Era el año 2012 cuando Andrew Jones, un joven de Conneticut (Estados Unidos) se comenzó a sentir mal a la hora de respirar mientras participaba en una carrera popular. Aunque durante un tiempo no le dio mucha importancia al asunto, pasados unos meses se alarmó cuando comenzó a toser sangre.
Fue entonces cuando Jones acudió al hospital y, tras numerosas pruebas, los doctores le diagnosticaron una cardiomiopatía en su corazón. Este problema es de origen hereditario pero, hasta ese momento, Jones no había caído en la cuenta de que podía sufrirlo.
Este tipo de enfermedad del corazón se caracteriza porque no solo afecta al ritmo de vida de quien lo padece, sino que también afecta a la estructura del corazón, reduciendo su capacidad de bombear sangre. Las consecuencias: los músculos se elongan, se van haciendo cada vez más débiles y el paciente va perdiendo fuerza hasta quedarse prácticamente con discapacidad permanente.
Así que, viendo la edad que tenía Jones, los médicos le dieron dos opciones: o esperar un trasplante o una solución alternativa. Sin embargo, Estados Unidos no es España, donde, si podemos presumir de algo es de ser líderes mundiales en trasplantes de órganos, así que, varios meses después de que comenzara la espera y viendo que no aparecía ningún donante apto para sus condiciones genéticas, a Jones solo que le quedó la solución alternativa para poder continuar con una vida normal.

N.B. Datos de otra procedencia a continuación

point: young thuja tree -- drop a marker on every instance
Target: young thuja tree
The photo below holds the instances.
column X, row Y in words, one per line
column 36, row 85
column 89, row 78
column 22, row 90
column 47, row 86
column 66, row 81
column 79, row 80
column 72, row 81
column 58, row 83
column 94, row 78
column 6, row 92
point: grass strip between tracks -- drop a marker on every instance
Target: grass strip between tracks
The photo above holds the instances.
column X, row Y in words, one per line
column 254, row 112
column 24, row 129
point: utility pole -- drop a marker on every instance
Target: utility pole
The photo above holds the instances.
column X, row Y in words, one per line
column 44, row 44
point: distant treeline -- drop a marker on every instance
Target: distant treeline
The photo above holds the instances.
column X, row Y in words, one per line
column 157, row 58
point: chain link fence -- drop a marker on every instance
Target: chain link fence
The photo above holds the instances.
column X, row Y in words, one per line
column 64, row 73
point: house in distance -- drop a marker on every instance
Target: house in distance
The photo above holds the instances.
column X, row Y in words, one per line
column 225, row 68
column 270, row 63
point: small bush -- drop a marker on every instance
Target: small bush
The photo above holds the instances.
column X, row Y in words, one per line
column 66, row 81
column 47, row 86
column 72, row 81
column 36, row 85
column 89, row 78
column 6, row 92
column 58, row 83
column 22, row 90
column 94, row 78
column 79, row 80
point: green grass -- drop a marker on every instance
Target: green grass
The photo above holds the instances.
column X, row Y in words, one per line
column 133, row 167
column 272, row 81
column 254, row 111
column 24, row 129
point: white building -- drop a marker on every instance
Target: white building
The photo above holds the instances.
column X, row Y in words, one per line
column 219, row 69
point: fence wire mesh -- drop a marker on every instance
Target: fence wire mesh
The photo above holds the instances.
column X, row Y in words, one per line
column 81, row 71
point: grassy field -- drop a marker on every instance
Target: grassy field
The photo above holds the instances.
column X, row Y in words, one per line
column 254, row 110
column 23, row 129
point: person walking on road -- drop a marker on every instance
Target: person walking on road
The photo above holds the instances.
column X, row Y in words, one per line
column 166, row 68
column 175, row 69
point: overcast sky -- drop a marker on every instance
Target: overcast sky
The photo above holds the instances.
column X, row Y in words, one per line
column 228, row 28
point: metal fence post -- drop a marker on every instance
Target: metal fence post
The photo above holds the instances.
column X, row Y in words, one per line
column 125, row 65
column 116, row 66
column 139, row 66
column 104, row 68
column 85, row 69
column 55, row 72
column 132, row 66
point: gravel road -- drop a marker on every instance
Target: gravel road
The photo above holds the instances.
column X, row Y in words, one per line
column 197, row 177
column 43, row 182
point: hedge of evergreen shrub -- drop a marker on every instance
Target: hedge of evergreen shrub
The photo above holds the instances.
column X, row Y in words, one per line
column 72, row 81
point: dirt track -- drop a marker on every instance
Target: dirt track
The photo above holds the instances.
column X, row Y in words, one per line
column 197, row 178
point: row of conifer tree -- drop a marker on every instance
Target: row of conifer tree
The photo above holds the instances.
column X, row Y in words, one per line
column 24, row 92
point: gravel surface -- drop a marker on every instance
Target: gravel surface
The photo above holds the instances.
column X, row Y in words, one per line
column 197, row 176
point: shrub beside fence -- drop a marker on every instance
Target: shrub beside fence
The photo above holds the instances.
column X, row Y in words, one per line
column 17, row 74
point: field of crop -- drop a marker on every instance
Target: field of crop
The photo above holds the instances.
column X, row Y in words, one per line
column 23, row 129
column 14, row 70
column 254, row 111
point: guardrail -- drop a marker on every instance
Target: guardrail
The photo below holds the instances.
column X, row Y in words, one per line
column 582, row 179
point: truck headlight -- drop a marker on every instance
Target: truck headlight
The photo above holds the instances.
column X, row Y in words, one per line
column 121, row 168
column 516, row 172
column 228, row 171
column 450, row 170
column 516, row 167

Y esta opción no era otra que cargar con un “corazón artificial” en una mochila conectado con su cuerpo, algo muy parecido al transportín que tienen que llevar las personas con insuficiencia respiratoria. De hecho, el funcionamiento es muy similar, ya que el mecanismo introduce aire comprimido en los ventrículos del corazón para ayudar a este a bombear la sangre y que no se pierda masa muscular ni energía.